The idea of constraints that we have already encountered in the first chapter returns in the third part of the book, in a chapter about information theory and perception written by Baddeley, Vincent, and Attewell. The authors suggest that early vision is amenable to study using information theory for several reasons, which include the amount of data gathered by researchers with regard to the process of early vision. The transmission of information from the eyes to the cortex involves several bottlenecks. Here the importance of constraints enters the picture, as “A system that is under severe constraints about how much information can be transmitted is more likely to be, in some sense, efficient” (p. 290). For instance, the image formed on the retina cannot be transmitted to the brain as it is. Therefore, the images transmitted to the brain are compressed, and this process of compression can be studied through information theory. Another constraint is the energy consumption of neurons in the brain. Therefore, the authors present a model that maximizes information transmission while minimizing energy consumption. The model they present and its empirical support are described as a “major breakthrough” in the study of vision. Indeed, this model is an excellent illustration of the way information theory may be used to model the behavior of living systems by taking into account real-world constraints.

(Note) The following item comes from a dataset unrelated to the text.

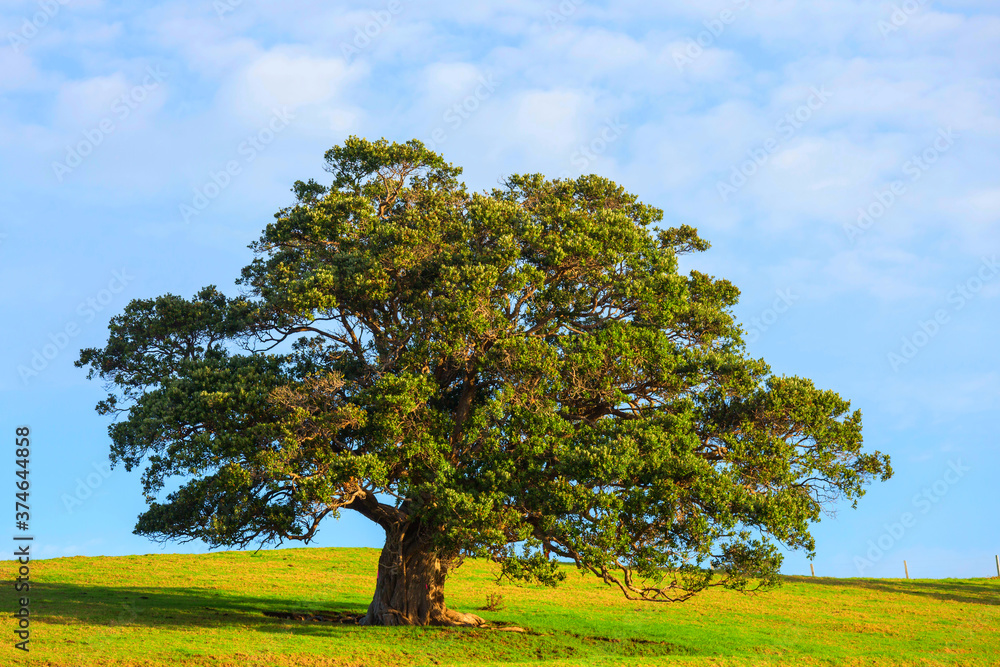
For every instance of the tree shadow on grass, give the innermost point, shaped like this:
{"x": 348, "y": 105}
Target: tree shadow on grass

The three chapters here presented as illustrative examples represent the way information is a relevant theoretical construct for the study of living systems, a construct that may be used to develop new conceptualization about big questions facing biology (e.g., the definition of life), that may be formulated in novel and radical ways (e.g., information as semiosis), and that may be used to model real-world constraints in order to better understand the behavior of living systems, as in the case of early vision.
In sum, this edited book introduces a polyphonic view of information and its relevance for understanding living systems, and therefore it is a promising venture.